Sunday, March 1, 2026

A Four Legged Stool of Faculty Life

 (This blog was originally published March 17 2014, and is republished as part of current institutional development work with appropriate updates and references as warranted.)

Actualization in Faculty Life

My current institution initiated an ambitious project before I arrived known as the curriculum alignment project or CAP.  The intent of CAP is to ensure alignment between our degree learning outcomes, program learning outcomes, and course learning outcomes. As such, CAP is both a curriculum project and an assessment project. My enthusiasm for the project stems from a belief that this is deeply meaningful work that will enhance the overall quality of instruction and the overall quality of learning at the institution.

My enthusiasm, however, was dampened by the realization that many faculty have not been fully engaged in the process and see their role narrowly as that of classroom instructor without clear roles in the areas of curriculum or assessment.

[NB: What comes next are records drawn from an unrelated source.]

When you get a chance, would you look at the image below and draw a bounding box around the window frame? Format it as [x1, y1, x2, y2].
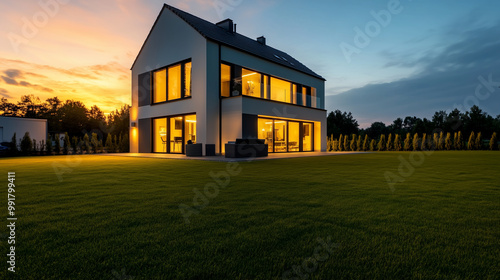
[150, 58, 193, 106]
[219, 61, 323, 110]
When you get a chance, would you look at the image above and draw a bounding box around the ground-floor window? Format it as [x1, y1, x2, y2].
[258, 118, 314, 153]
[152, 115, 196, 154]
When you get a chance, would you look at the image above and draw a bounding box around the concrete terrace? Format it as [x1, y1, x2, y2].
[102, 152, 366, 162]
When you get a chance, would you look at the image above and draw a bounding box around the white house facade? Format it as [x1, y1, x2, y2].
[130, 4, 326, 154]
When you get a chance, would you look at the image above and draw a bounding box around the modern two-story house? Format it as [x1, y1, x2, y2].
[130, 4, 326, 154]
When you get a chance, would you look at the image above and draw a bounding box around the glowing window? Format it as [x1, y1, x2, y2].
[184, 62, 193, 97]
[220, 64, 231, 97]
[271, 77, 292, 103]
[168, 65, 181, 100]
[153, 69, 167, 103]
[184, 115, 196, 144]
[241, 69, 261, 98]
[258, 119, 274, 153]
[153, 118, 168, 153]
[288, 122, 300, 152]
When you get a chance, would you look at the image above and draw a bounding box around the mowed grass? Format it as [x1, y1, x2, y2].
[0, 152, 500, 279]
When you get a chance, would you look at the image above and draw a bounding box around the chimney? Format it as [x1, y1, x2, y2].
[215, 18, 236, 33]
[257, 36, 266, 45]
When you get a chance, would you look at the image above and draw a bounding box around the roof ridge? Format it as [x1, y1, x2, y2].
[132, 3, 325, 80]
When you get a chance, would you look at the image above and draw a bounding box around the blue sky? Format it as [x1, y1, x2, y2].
[0, 0, 500, 127]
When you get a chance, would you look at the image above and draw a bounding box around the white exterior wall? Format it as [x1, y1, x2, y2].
[0, 117, 47, 144]
[221, 46, 327, 151]
[130, 9, 207, 153]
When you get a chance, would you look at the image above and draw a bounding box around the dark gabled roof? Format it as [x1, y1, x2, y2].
[132, 4, 325, 80]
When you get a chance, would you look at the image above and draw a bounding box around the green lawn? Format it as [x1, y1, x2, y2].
[0, 152, 500, 280]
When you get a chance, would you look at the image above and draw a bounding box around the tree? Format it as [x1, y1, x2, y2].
[350, 134, 357, 151]
[490, 132, 497, 151]
[467, 131, 476, 151]
[404, 132, 411, 151]
[63, 132, 71, 155]
[420, 133, 428, 151]
[0, 97, 21, 117]
[444, 132, 453, 151]
[336, 134, 344, 152]
[394, 134, 402, 152]
[326, 110, 359, 138]
[21, 132, 33, 155]
[87, 105, 106, 131]
[412, 133, 420, 151]
[370, 139, 377, 152]
[474, 131, 483, 150]
[59, 100, 88, 136]
[107, 105, 131, 139]
[363, 134, 370, 152]
[377, 134, 385, 152]
[387, 133, 394, 151]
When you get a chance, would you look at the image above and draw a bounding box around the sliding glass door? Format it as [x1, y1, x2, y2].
[258, 118, 314, 153]
[152, 115, 196, 154]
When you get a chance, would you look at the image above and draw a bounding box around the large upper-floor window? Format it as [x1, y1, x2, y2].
[152, 61, 192, 104]
[220, 63, 321, 108]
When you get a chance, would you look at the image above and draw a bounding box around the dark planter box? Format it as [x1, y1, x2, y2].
[186, 143, 203, 157]
[205, 144, 215, 157]
[225, 139, 268, 158]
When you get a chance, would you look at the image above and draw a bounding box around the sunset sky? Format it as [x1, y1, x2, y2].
[0, 0, 500, 127]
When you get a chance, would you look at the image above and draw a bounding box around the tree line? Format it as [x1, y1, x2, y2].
[327, 131, 500, 151]
[0, 95, 130, 155]
[327, 105, 500, 151]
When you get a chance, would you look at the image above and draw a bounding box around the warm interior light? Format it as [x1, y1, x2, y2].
[241, 72, 257, 78]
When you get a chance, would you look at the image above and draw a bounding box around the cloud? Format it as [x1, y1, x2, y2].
[0, 88, 12, 98]
[0, 76, 18, 85]
[327, 20, 500, 126]
[3, 69, 22, 79]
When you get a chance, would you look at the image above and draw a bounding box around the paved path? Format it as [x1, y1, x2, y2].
[102, 152, 365, 162]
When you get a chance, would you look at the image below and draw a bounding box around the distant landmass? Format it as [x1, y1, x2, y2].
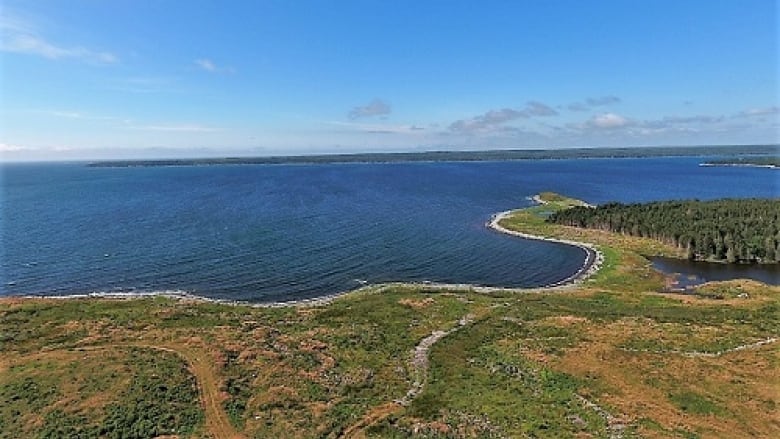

The root of this disengagement goes to the core of faculty life. The question of faculty life is not primarily a question of contracts, performance reviews, time and effort, or other human resource questions but of professional existence. In this respect, Maslow's hierarchy of needs provides an appropriate context: faculty who consider their work to be fully self-contained in instruction are not fully actualizing their potential. In fact, regardless of the type of institution faculty work in,  self-actualization requires some reflection on multiple different roles. On my first day, I stood before the faculty and talked about my interest in seeing faculty life from the perspective of teaching, service, scholarship, and outreach. I commented that in my own journey the emphasis of these different areas has shifted according to where I work and what I'm doing, but they all still exist.

The CAP discussion served as a reminder that faculty, like all employees, may have specific focus on particular roles but need a framework to aid in conceptualizing the nature of their work. Foundational to faculty life is scholarship within the discipline and practice. While on faculty at a research I institution, this meant -- for me-- basic research in human resource development with all the affiliated efforts towards presentations, publications, and grants. But scholarship remains a foundation at all institutions even those primarily focused on good teaching. Scholarship can be a presentation at a teaching/learning/technology conference, facilitating a professional learning community, exploring a new potential teaching technique for efficacy, or practicing classroom assessment techniques. But without effort to remain grounded in both the discipline and the practice through scholarship, faculty life is destined to go stale.

The legs of faculty life are multiple (conceptualized liberally from Richard Swanson's three legged stool of human resource development) and focus on curriculum, andragogy, advising, and assessment. Student learning, the outcome of faculty instruction, requires all four of these, not just one. Fail to address any single leg, and the entire stool falls. The integration of these in the CAP project speaks to a realization that one must teach something, and that something, most hopefully, is socially relevant, employment relevant, and skills relevant. One must also teach somehow to ensure that end users (our students) interact with information in ways that create knowledge transfer and knowledge production...and do so in a way that leads to a credential. Finally, one must measure to ensure a desired result.  Without something to teach, techniques to teach it, and evidence that learning has happened, the faculty endeavor crumbles.

Finally, faculty are the heart of an institution: academic leadership and governance set the stage for all the wonderful outcomes that result from faculty scholarship, curriculum, instruction, advising, and assessment. Increasingly, efforts to disaggregate governance from decision-making lead institutions astray. Management is responsible for efficiency, effectiveness, equity, and sustainability, but faculty are the moral compass and their input through shared governance is crucial.

Actualized faculty life is inherently enlightening, but the outcome and impact is magnified when faculty reach out to audiences inside and outside higher education, sharing what they know and love. True actualization is obvious to the community member watching the music faculty conduct, children laughing an explosion in a demo, or participants from an assisted living facility dreaming of that faraway place that a guest speaker describes. They see that the flame of passion for the work is brightly lit, sharing light for all.


Institutionally, it is far less important that all faculty serve all these roles all the time than that the institution support a robust faculty who collectively exhibit high performance in all these areas all the time. Faculty deeply engaged in governance might be less involved in the community, while those working in outreach might be less involved in their own scholarship and professional development. In either case, however, actualization requires sustenance: each faculty member may want to re-position his/her own activities over time to ensure sustainability. And the institution will want to ensure -- through coaching, management, and intentional human resource development -- the consistent, collective high performance of the faculty as a whole to realize robust outcomes and impact.


Conceptual framework of full-time faculty work (image augmented by AI).